Thibault Lavergne, founder of agency Wine Story says: “There is a real aspiration for a simplified offer. The Languedoc is becoming a well-known name on foreign markets. It is now recognised as a southern French region, producing high quality wines at very affordable prices. But I am not sure how many consumers would be familiar with Terrasses du Larzac, for instance.
“Terrasses du Larzac produces excellent wines and I am by no means trying to criticise it but, from a marketing point of view, is it necessarily a good idea to create a standalone appellation?
“French officials should perhaps resist the temptation to give in to the lobbying of local politicians and keep the clarification of the offer in mind.”

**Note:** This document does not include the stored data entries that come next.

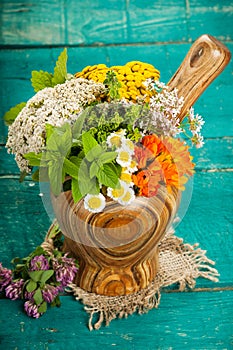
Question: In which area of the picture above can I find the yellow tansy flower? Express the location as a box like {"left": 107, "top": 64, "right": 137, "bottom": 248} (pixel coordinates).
{"left": 75, "top": 61, "right": 160, "bottom": 102}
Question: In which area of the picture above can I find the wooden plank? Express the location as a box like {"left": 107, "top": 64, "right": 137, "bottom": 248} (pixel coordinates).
{"left": 176, "top": 171, "right": 233, "bottom": 288}
{"left": 1, "top": 43, "right": 232, "bottom": 143}
{"left": 0, "top": 290, "right": 232, "bottom": 349}
{"left": 188, "top": 0, "right": 233, "bottom": 42}
{"left": 0, "top": 0, "right": 66, "bottom": 45}
{"left": 0, "top": 172, "right": 232, "bottom": 287}
{"left": 1, "top": 1, "right": 232, "bottom": 46}
{"left": 1, "top": 137, "right": 232, "bottom": 175}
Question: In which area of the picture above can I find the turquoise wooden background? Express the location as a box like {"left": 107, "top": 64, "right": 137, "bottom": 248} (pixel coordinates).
{"left": 0, "top": 1, "right": 232, "bottom": 349}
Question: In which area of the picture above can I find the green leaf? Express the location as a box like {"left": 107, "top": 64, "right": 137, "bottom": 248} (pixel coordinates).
{"left": 45, "top": 124, "right": 55, "bottom": 140}
{"left": 72, "top": 110, "right": 88, "bottom": 139}
{"left": 82, "top": 132, "right": 98, "bottom": 156}
{"left": 52, "top": 48, "right": 68, "bottom": 86}
{"left": 31, "top": 70, "right": 53, "bottom": 92}
{"left": 48, "top": 162, "right": 63, "bottom": 196}
{"left": 31, "top": 167, "right": 49, "bottom": 182}
{"left": 85, "top": 144, "right": 103, "bottom": 162}
{"left": 99, "top": 151, "right": 117, "bottom": 164}
{"left": 23, "top": 152, "right": 42, "bottom": 167}
{"left": 71, "top": 178, "right": 83, "bottom": 202}
{"left": 89, "top": 161, "right": 99, "bottom": 179}
{"left": 33, "top": 288, "right": 43, "bottom": 305}
{"left": 97, "top": 164, "right": 120, "bottom": 188}
{"left": 70, "top": 153, "right": 84, "bottom": 168}
{"left": 29, "top": 271, "right": 44, "bottom": 283}
{"left": 63, "top": 158, "right": 79, "bottom": 180}
{"left": 51, "top": 295, "right": 61, "bottom": 308}
{"left": 19, "top": 171, "right": 28, "bottom": 183}
{"left": 38, "top": 301, "right": 47, "bottom": 313}
{"left": 26, "top": 280, "right": 37, "bottom": 293}
{"left": 3, "top": 102, "right": 26, "bottom": 126}
{"left": 40, "top": 270, "right": 54, "bottom": 284}
{"left": 46, "top": 123, "right": 72, "bottom": 157}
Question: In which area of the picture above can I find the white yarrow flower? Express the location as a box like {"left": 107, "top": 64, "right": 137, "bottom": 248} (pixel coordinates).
{"left": 6, "top": 78, "right": 105, "bottom": 172}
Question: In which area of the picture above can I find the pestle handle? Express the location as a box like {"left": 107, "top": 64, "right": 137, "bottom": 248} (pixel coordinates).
{"left": 168, "top": 34, "right": 231, "bottom": 121}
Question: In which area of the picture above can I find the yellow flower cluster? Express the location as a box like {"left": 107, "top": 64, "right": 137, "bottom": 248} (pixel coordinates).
{"left": 75, "top": 61, "right": 160, "bottom": 103}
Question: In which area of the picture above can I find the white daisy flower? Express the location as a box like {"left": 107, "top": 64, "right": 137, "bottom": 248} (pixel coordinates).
{"left": 121, "top": 138, "right": 135, "bottom": 155}
{"left": 107, "top": 180, "right": 128, "bottom": 200}
{"left": 116, "top": 148, "right": 132, "bottom": 167}
{"left": 120, "top": 170, "right": 134, "bottom": 186}
{"left": 128, "top": 160, "right": 138, "bottom": 173}
{"left": 118, "top": 187, "right": 135, "bottom": 206}
{"left": 106, "top": 129, "right": 126, "bottom": 148}
{"left": 84, "top": 193, "right": 106, "bottom": 213}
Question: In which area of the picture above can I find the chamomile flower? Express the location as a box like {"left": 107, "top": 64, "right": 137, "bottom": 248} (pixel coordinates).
{"left": 106, "top": 130, "right": 126, "bottom": 148}
{"left": 128, "top": 159, "right": 138, "bottom": 173}
{"left": 116, "top": 148, "right": 132, "bottom": 167}
{"left": 107, "top": 180, "right": 128, "bottom": 200}
{"left": 84, "top": 193, "right": 106, "bottom": 213}
{"left": 120, "top": 170, "right": 134, "bottom": 186}
{"left": 118, "top": 187, "right": 135, "bottom": 206}
{"left": 121, "top": 138, "right": 135, "bottom": 155}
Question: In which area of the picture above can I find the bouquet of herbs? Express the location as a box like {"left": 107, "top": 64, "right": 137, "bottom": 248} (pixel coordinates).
{"left": 4, "top": 49, "right": 204, "bottom": 214}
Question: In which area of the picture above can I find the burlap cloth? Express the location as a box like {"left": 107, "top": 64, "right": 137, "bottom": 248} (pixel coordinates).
{"left": 42, "top": 222, "right": 219, "bottom": 331}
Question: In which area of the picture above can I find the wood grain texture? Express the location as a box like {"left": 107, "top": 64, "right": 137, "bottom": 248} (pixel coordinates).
{"left": 0, "top": 290, "right": 232, "bottom": 349}
{"left": 0, "top": 0, "right": 232, "bottom": 46}
{"left": 0, "top": 173, "right": 232, "bottom": 288}
{"left": 168, "top": 34, "right": 231, "bottom": 121}
{"left": 52, "top": 187, "right": 179, "bottom": 295}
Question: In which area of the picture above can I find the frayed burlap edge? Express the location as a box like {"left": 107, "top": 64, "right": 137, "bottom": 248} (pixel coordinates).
{"left": 42, "top": 223, "right": 219, "bottom": 331}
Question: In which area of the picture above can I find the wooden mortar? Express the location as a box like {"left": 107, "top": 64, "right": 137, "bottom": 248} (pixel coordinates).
{"left": 51, "top": 35, "right": 231, "bottom": 296}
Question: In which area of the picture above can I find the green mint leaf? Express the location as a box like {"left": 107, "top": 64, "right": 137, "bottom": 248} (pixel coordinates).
{"left": 85, "top": 144, "right": 103, "bottom": 162}
{"left": 89, "top": 161, "right": 99, "bottom": 179}
{"left": 63, "top": 158, "right": 79, "bottom": 180}
{"left": 3, "top": 102, "right": 26, "bottom": 126}
{"left": 70, "top": 153, "right": 84, "bottom": 168}
{"left": 46, "top": 123, "right": 72, "bottom": 157}
{"left": 48, "top": 162, "right": 63, "bottom": 196}
{"left": 82, "top": 132, "right": 98, "bottom": 156}
{"left": 33, "top": 288, "right": 43, "bottom": 305}
{"left": 38, "top": 301, "right": 47, "bottom": 313}
{"left": 31, "top": 70, "right": 53, "bottom": 93}
{"left": 28, "top": 271, "right": 44, "bottom": 283}
{"left": 97, "top": 164, "right": 119, "bottom": 188}
{"left": 71, "top": 178, "right": 83, "bottom": 202}
{"left": 40, "top": 270, "right": 54, "bottom": 284}
{"left": 99, "top": 151, "right": 117, "bottom": 164}
{"left": 72, "top": 110, "right": 88, "bottom": 139}
{"left": 23, "top": 152, "right": 42, "bottom": 167}
{"left": 52, "top": 48, "right": 68, "bottom": 86}
{"left": 26, "top": 280, "right": 37, "bottom": 293}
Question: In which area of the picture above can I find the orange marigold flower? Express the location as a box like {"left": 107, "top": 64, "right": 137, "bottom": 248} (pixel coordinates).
{"left": 161, "top": 137, "right": 195, "bottom": 176}
{"left": 134, "top": 145, "right": 151, "bottom": 169}
{"left": 132, "top": 169, "right": 161, "bottom": 197}
{"left": 141, "top": 134, "right": 162, "bottom": 157}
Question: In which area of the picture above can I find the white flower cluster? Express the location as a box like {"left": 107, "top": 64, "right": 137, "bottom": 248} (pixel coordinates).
{"left": 144, "top": 79, "right": 184, "bottom": 137}
{"left": 6, "top": 78, "right": 106, "bottom": 172}
{"left": 187, "top": 107, "right": 205, "bottom": 148}
{"left": 84, "top": 130, "right": 138, "bottom": 213}
{"left": 107, "top": 130, "right": 136, "bottom": 206}
{"left": 143, "top": 79, "right": 205, "bottom": 147}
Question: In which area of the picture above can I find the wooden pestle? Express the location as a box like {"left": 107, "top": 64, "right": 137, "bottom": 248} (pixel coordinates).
{"left": 168, "top": 34, "right": 231, "bottom": 122}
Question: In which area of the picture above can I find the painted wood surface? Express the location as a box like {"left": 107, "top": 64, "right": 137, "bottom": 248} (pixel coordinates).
{"left": 0, "top": 0, "right": 232, "bottom": 349}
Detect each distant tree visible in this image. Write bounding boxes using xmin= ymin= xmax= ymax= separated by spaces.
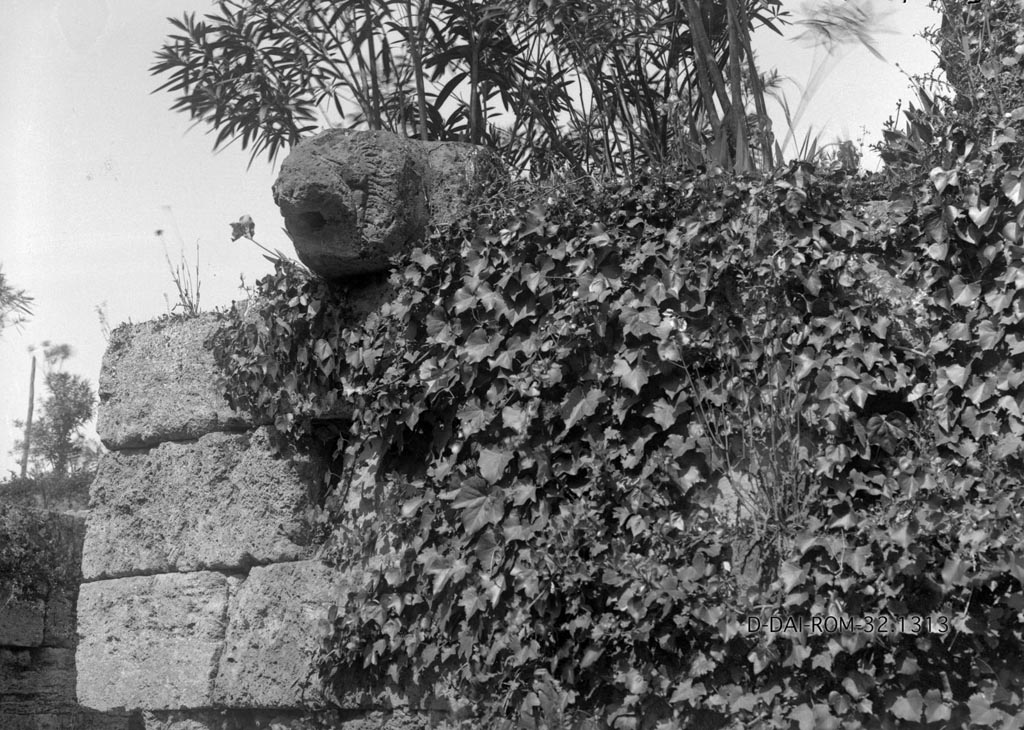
xmin=14 ymin=344 xmax=96 ymax=479
xmin=0 ymin=264 xmax=32 ymax=334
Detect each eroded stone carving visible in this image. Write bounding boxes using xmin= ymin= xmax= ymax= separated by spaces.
xmin=273 ymin=129 xmax=504 ymax=280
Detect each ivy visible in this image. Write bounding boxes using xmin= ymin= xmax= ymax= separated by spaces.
xmin=210 ymin=154 xmax=1024 ymax=727
xmin=196 ymin=1 xmax=1024 ymax=725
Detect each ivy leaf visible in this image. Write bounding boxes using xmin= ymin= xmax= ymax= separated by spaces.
xmin=453 ymin=287 xmax=478 ymax=313
xmin=949 ymin=276 xmax=981 ymax=307
xmin=941 ymin=364 xmax=970 ymax=389
xmin=891 ymin=691 xmax=923 ymax=722
xmin=457 ymin=398 xmax=491 ymax=437
xmin=314 ymin=338 xmax=333 ymax=361
xmin=965 ymin=376 xmax=995 ymax=406
xmin=795 ymin=352 xmax=818 ymax=380
xmin=1003 ymin=172 xmax=1023 ymax=205
xmin=401 ymin=497 xmax=425 ymax=518
xmin=942 ymin=556 xmax=968 ymax=586
xmin=968 ymin=205 xmax=995 ymax=228
xmin=475 ymin=527 xmax=501 ymax=573
xmin=930 ymin=167 xmax=959 ymax=193
xmin=841 ymin=671 xmax=872 ymax=699
xmin=464 ymin=328 xmax=502 ymax=362
xmin=789 ymin=704 xmax=815 ymax=730
xmin=779 ymin=561 xmax=805 ymax=592
xmin=670 ymin=680 xmax=706 ymax=704
xmin=841 ymin=378 xmax=876 ymax=409
xmin=502 ymin=404 xmax=530 ymax=434
xmin=612 ymin=355 xmax=649 ymax=394
xmin=926 ymin=240 xmax=948 ymax=260
xmin=561 ymin=387 xmax=605 ymax=431
xmin=478 ymin=448 xmax=513 ymax=484
xmin=968 ymin=693 xmax=1002 ymax=726
xmin=976 ymin=320 xmax=1002 ymax=349
xmin=410 ymin=249 xmax=437 ymax=271
xmin=580 ymin=645 xmax=603 ymax=669
xmin=453 ymin=478 xmax=505 ymax=535
xmin=925 ymin=212 xmax=949 ymax=254
xmin=509 ymin=482 xmax=536 ymax=506
xmin=924 ymin=690 xmax=951 ymax=723
xmin=649 ymin=398 xmax=678 ymax=429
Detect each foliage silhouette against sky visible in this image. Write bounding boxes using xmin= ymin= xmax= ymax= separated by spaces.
xmin=0 ymin=0 xmax=937 ymax=474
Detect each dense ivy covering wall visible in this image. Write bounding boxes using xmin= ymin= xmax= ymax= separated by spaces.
xmin=212 ymin=122 xmax=1024 ymax=727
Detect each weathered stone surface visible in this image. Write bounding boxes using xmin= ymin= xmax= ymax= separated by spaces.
xmin=76 ymin=573 xmax=231 ymax=711
xmin=273 ymin=129 xmax=503 ymax=280
xmin=0 ymin=710 xmax=138 ymax=730
xmin=97 ymin=314 xmax=256 ymax=450
xmin=0 ymin=600 xmax=45 ymax=647
xmin=0 ymin=648 xmax=77 ymax=715
xmin=213 ymin=561 xmax=354 ymax=708
xmin=43 ymin=513 xmax=85 ymax=649
xmin=83 ymin=428 xmax=317 ymax=580
xmin=1 ymin=645 xmax=138 ymax=729
xmin=42 ymin=593 xmax=76 ymax=650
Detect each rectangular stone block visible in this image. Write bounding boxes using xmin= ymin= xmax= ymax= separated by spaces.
xmin=97 ymin=314 xmax=259 ymax=450
xmin=83 ymin=428 xmax=317 ymax=580
xmin=213 ymin=561 xmax=355 ymax=708
xmin=76 ymin=573 xmax=231 ymax=711
xmin=0 ymin=599 xmax=45 ymax=647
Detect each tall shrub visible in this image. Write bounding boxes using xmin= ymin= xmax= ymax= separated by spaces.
xmin=151 ymin=0 xmax=786 ymax=175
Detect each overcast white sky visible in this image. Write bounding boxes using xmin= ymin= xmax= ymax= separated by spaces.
xmin=0 ymin=0 xmax=940 ymax=476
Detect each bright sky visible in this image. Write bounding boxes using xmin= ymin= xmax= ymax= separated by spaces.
xmin=0 ymin=0 xmax=940 ymax=476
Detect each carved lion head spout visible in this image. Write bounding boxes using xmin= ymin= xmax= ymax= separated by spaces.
xmin=273 ymin=129 xmax=504 ymax=281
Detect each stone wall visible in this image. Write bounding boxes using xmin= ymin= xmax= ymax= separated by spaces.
xmin=77 ymin=313 xmax=462 ymax=730
xmin=75 ymin=130 xmax=499 ymax=729
xmin=0 ymin=508 xmax=135 ymax=730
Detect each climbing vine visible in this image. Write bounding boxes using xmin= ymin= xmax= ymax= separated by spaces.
xmin=212 ymin=142 xmax=1024 ymax=726
xmin=199 ymin=0 xmax=1024 ymax=724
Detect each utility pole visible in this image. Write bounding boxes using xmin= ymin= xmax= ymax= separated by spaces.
xmin=20 ymin=354 xmax=35 ymax=478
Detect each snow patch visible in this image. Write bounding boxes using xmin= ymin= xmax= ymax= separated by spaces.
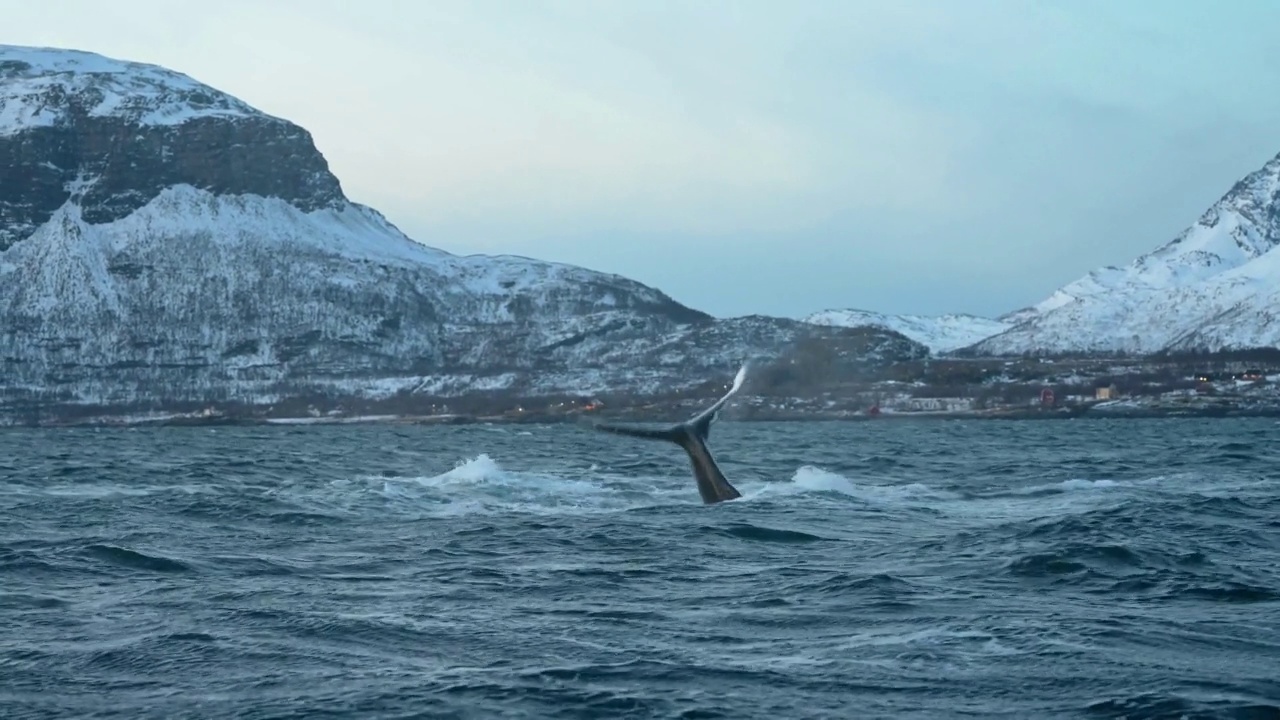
xmin=803 ymin=308 xmax=1011 ymax=354
xmin=0 ymin=44 xmax=261 ymax=136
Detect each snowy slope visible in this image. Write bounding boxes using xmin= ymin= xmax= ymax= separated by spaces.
xmin=0 ymin=45 xmax=258 ymax=135
xmin=0 ymin=180 xmax=711 ymax=406
xmin=804 ymin=308 xmax=1011 ymax=354
xmin=970 ymin=152 xmax=1280 ymax=355
xmin=0 ymin=183 xmax=921 ymax=409
xmin=0 ymin=44 xmax=927 ymax=418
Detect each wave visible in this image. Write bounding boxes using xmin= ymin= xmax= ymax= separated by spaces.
xmin=0 ymin=480 xmax=223 ymax=502
xmin=372 ymin=453 xmax=687 ymax=517
xmin=1002 ymin=543 xmax=1147 ymax=582
xmin=1086 ymin=692 xmax=1280 ymax=719
xmin=82 ymin=543 xmax=193 ymax=574
xmin=707 ymin=523 xmax=829 ymax=544
xmin=0 ymin=592 xmax=69 ymax=610
xmin=732 ymin=466 xmax=955 ymax=512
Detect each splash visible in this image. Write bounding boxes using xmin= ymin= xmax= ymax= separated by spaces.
xmin=371 ymin=454 xmax=689 ymax=517
xmin=790 ymin=466 xmax=862 ymax=495
xmin=415 ymin=453 xmax=507 ymax=487
xmin=737 ymin=465 xmax=951 ymax=507
xmin=1057 ymin=478 xmax=1120 ymax=491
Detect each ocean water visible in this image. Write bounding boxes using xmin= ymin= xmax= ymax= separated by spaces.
xmin=2 ymin=418 xmax=1278 ymax=719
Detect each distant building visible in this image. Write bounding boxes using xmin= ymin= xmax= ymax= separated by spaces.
xmin=1095 ymin=384 xmax=1117 ymax=400
xmin=901 ymin=397 xmax=972 ymax=412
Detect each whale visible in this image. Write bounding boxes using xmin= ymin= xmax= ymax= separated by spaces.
xmin=592 ymin=365 xmax=748 ymax=505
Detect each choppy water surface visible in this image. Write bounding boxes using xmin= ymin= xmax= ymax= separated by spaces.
xmin=2 ymin=418 xmax=1279 ymax=719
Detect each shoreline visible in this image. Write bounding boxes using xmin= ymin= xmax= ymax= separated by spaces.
xmin=7 ymin=403 xmax=1280 ymax=429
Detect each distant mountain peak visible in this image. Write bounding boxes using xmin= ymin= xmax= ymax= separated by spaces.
xmin=969 ymin=150 xmax=1280 ymax=356
xmin=0 ymin=44 xmax=345 ymax=251
xmin=803 ymin=308 xmax=1010 ymax=354
xmin=1136 ymin=151 xmax=1280 ymax=273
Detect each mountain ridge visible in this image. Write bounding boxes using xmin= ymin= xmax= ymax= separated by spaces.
xmin=966 ymin=150 xmax=1280 ymax=356
xmin=0 ymin=43 xmax=927 ymax=422
xmin=802 ymin=308 xmax=1010 ymax=354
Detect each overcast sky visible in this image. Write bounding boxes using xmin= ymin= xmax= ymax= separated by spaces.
xmin=8 ymin=0 xmax=1280 ymax=319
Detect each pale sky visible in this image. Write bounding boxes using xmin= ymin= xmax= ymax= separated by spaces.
xmin=6 ymin=0 xmax=1280 ymax=319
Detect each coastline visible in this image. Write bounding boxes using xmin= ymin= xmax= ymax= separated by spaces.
xmin=7 ymin=402 xmax=1280 ymax=429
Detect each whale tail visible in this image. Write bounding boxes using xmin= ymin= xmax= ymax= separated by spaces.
xmin=592 ymin=365 xmax=749 ymax=505
xmin=592 ymin=365 xmax=748 ymax=444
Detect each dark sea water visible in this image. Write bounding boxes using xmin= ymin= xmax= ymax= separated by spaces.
xmin=2 ymin=418 xmax=1279 ymax=719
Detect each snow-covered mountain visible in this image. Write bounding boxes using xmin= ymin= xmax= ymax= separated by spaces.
xmin=0 ymin=44 xmax=927 ymax=419
xmin=803 ymin=308 xmax=1011 ymax=354
xmin=968 ymin=151 xmax=1280 ymax=356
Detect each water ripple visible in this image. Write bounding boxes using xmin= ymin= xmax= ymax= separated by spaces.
xmin=2 ymin=418 xmax=1278 ymax=719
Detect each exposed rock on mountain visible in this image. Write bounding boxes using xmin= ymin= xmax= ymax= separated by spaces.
xmin=0 ymin=47 xmax=340 ymax=250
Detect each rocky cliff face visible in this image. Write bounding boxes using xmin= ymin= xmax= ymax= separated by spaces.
xmin=0 ymin=48 xmax=341 ymax=250
xmin=0 ymin=45 xmax=925 ymax=422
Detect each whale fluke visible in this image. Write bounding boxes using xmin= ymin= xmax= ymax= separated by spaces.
xmin=592 ymin=365 xmax=748 ymax=504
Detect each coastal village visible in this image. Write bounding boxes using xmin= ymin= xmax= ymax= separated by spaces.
xmin=595 ymin=357 xmax=1280 ymax=423
xmin=471 ymin=352 xmax=1280 ymax=425
xmin=34 ymin=352 xmax=1280 ymax=427
xmin=780 ymin=364 xmax=1280 ymax=420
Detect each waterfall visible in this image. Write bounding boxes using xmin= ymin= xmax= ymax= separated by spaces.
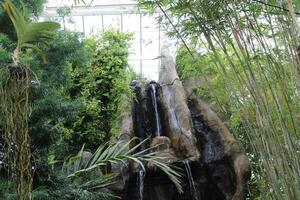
xmin=183 ymin=160 xmax=198 ymax=200
xmin=131 ymin=80 xmax=147 ymax=151
xmin=134 ymin=102 xmax=146 ymax=200
xmin=0 ymin=138 xmax=4 ymax=164
xmin=149 ymin=81 xmax=162 ymax=137
xmin=137 ymin=166 xmax=146 ymax=200
xmin=117 ymin=49 xmax=250 ymax=200
xmin=131 ymin=80 xmax=147 ymax=200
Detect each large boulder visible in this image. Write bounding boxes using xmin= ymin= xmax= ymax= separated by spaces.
xmin=110 ymin=93 xmax=134 ymax=195
xmin=147 ymin=136 xmax=178 ymax=168
xmin=158 ymin=48 xmax=200 ymax=160
xmin=187 ymin=95 xmax=250 ymax=200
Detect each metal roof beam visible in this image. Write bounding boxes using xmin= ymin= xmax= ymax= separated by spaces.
xmin=42 ymin=3 xmax=149 ymax=17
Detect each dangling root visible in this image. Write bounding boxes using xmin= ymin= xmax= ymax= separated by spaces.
xmin=0 ymin=64 xmax=33 ymax=200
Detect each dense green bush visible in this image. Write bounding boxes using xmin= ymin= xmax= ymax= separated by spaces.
xmin=0 ymin=178 xmax=114 ymax=200
xmin=69 ymin=30 xmax=133 ymax=147
xmin=26 ymin=29 xmax=134 ymax=160
xmin=0 ymin=27 xmax=134 ymax=154
xmin=0 ymin=26 xmax=134 ymax=197
xmin=0 ymin=0 xmax=136 ymax=198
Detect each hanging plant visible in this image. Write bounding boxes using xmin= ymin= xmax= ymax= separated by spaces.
xmin=0 ymin=1 xmax=59 ymax=199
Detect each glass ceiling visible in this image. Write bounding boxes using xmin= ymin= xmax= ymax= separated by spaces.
xmin=42 ymin=0 xmax=177 ymax=80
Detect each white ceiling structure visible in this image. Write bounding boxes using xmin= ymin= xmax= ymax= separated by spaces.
xmin=42 ymin=0 xmax=178 ymax=80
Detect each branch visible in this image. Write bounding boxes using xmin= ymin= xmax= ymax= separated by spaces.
xmin=154 ymin=1 xmax=195 ymax=60
xmin=252 ymin=0 xmax=300 ymax=16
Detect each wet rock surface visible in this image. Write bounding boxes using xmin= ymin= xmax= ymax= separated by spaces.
xmin=109 ymin=93 xmax=134 ymax=196
xmin=126 ymin=161 xmax=230 ymax=200
xmin=111 ymin=48 xmax=250 ymax=200
xmin=147 ymin=136 xmax=178 ymax=168
xmin=158 ymin=48 xmax=200 ymax=160
xmin=188 ymin=97 xmax=250 ymax=200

Stéphane Kandler, owner of Château Tourril, says: “The upside is the appellation system has helped to raise the level and create new quality standards. The downside is that adding more appellations is going to confuse the consumer, which is not a good thing while the [retail] offer becomes richer with wines from all over the world. My bet is that it is more the individual names – of winemakers, chateaux or growers – which will make for commercial success.”
Andrew Steel, owner of Connoisseur Estates, which distributes Château d’Anglès, says: “We recognise how important it is to differentiate the individual terroirs of the Languedoc – distances across the Languedoc are several hundred kilometres, so it is not all the same.
“However, the message must not become too complicated as it will only confuse consumers. We need clear and concise information for the public and the producers need to work together to promote the region.
“The Rhône is a great example of this. It has succeeded in having a very strong generic message for the whole region, while highlighting the different terroirs within that. The various regions of the Languedoc have a huge opportunity to fly the flag by working together as a family of wines, and vested interests should not stand in the way.”
Mark Walford, owner of Le Soula, says more growers are making wines under the overarching Vin de France appellation. “Buyers place more confidence in the name of a trusted producer than in an appellation.”
And for Eric Monin, chief winemaker for Boutinot’s Domaine de l’Olibet, IGP d’Oc still holds the most potential, “if we can have a good crop”. He adds: “The current lack of grapes is still a problem in this regard.”